Uitspraak
[appellant],
[geïntimeerde],
Gerechtshof Arnhem-Leeuwarden
In deze zaak heeft de geïntimeerde een verklaring voor recht gevraagd dat hij eigenaar is van een Vespa scooter en heeft hij gevorderd dat de verkoper, die als gedaagde en appellant optreedt, wordt veroordeeld tot afgifte van deel II van het kentekenbewijs. De rechtbank heeft deze vorderingen toegewezen. De verkoper kan echter in het hoger beroep tegen dat vonnis niet worden ontvangen, omdat er duidelijke aanwijzingen zijn dat de vorderingen geen hogere waarde vertegenwoordigen dan de appelgrens van € 1.750,-. De eiser heeft gesteld dat hij de scooter heeft gekocht voor € 1.350,-, wat de basis vormt voor de vorderingen. Het hof oordeelt dat het enkele feit dat de verkoper heeft betoogd dat de scooter meer waard was dan € 1.750,- niet voldoende is om het hoger beroep ontvankelijk te verklaren, aangezien er geen reconventionele vordering is ingediend die deze stelling ondersteunt.

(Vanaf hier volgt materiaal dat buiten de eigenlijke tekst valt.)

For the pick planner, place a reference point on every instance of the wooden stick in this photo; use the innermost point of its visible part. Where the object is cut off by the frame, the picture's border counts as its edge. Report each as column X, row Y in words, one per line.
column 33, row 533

Het hof heeft het hoger beroep van de verkoper niet-ontvankelijk verklaard en hem veroordeeld in de proceskosten van het hoger beroep. De kosten zijn vastgesteld op € 314,- voor griffierecht en € 1.518,- voor salaris, vermeerderd met wettelijke rente. Dit arrest is uitgesproken op 28 augustus 2018 door het Gerechtshof Arnhem-Leeuwarden, locatie Leeuwarden, in de civiele rechtspraak.